Marasmius quercophilus
Ceska Mykol. 36: 1. 1982.
Common Name: none
Cap 2-5 mm broad, convex, broadly so to plane in age, occasionally with the disc depressed; margin decurved, sometimes becoming plane, often sulcate; surface minutely pruinose (use hand lens), striate wrinkled to two-thirds the distance from the margin to the disc; color light-brown at the disc, pallid to cream-buff at the margin; context very thin, pallid; odor mild, taste: untried.
Gills adnexed, subdistant, moderately broad, whitish, lamellulae 1-2 seried.
Stipe 1-2.5 cm long, less than 1 mm thick, round, hair-like, equal, sometimes flexuous; surface at apex pallid to pale vinaceous-brown, sparsely pruinose, elsewhere glabrous, reddish-brown to dark-brown, instititious on leafy substrate, scattered rhizomorphs near base.
Spores 7.5-9.0 x 3-4.5 µm, ellipsoid to almond-shaped, smooth, nonamyloid, hyaline in KOH; spore print not seen.
Solitary to gregarious on rotting hardwood leaves, notably species of oak (Quercus) and tanbark oak, (Lithocarpus densiflora); fruiting shortly after the fall rains.
Unknown; too small to have culinary value.
Marasmius quercophilus fruits on oak and tanbark leaves.

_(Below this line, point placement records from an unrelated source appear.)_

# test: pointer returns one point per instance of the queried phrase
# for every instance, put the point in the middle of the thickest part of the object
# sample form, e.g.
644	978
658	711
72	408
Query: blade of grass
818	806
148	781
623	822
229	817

Often up to a dozen fruiting bodies of this Lilliputan species may occupy the same leaf. It's distinguishing macroscopic characters are a pale, striate-wrinkled, minutely pruinose cap with a brownish disc, distant gills, a mostly dark-brown polished, hair-like stipe, and a lack of distinctive odor. Like many Marasmius species, it is capable of rehydrating to its original size and shape after drying.
Desjardin, Dennis E. (1987). The Agaricales (Gilled Fungi) of California. 7. Tricholomataceae I. Marasmioid Fungi. Mad River Press: Eureka, CA. 100 p.
Desjardin, Dennis E. (1987). New and Noteworthy Marasmioid Fungi from California. Mycologia 79: 123-134.